Ji Soo kemudian memeluk Ji An.


Do Kyung yang masih menyetir, akhirnya menyadari dirinya diikuti. Sadar, itu orang suruhan kakeknya, Do Kyung pun segera menepikan mobilnya. Do Kyung kemudian turun dari mobilnya dan berjalan dengan cepat ke arah mobil si penguntit. Do Kyung membuka paksa pintu mobil si penguntit, lalu menyeret si penguntit keluar dan memukulnya.

“Bilang pada bosmu kalau kau ditinju. Aku akan membunuhmu jika kau membuntutiku lagi.” Ucap Do Kyung.


Si kakek pun terkejut mendengar Do Kyung memukul orang sewaannya.

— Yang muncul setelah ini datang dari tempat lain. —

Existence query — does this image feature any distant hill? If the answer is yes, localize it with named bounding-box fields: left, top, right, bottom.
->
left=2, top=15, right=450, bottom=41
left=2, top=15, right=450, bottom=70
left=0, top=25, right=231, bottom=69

Do Kyung dan Seketaris Yoo sedang meninjau mesin dan pabriknya. Mereka dibantu oleh salah satu penghuni rumah kos, si pemilik toko barang bekas.


Hee ke toko roti dan sikapnya mulai tidak ramah pada Ji Soo. Ji Soo bilang, Boss Kang menyuruhnya membuat adonan pizza karena mereka akan makan malam dengan pizza. Dengan ketus, Hee bilang kalau Ji Soo tidak perlu melakukannya karena ia akan memasak semur dumpling.

Boss Kang pun mencoba menenangkan Hee. Ia bilang, ayah Ji Soo sudah mengurus semuanya jadi mereka tidak perlu cemas lagi.


Ji Soo pun minta maaf sudah membuat mereka cemas. Suasana pun tambah kacau saat Ji Soo mendapat telepon dari Nyonya No. Usai menerima telepon ibunya, Ji Soo terdiam. Boss Kang bisa menebak kalau Nyonya No mengajak Ji Soo ketemuan.

“Sepertinya, sebelum menguliahkanmu dan menaikkan statusmu, dia tidak mau mendaftarkanmu dalam kartu keluarga, bukan?” ucap Boss Kang.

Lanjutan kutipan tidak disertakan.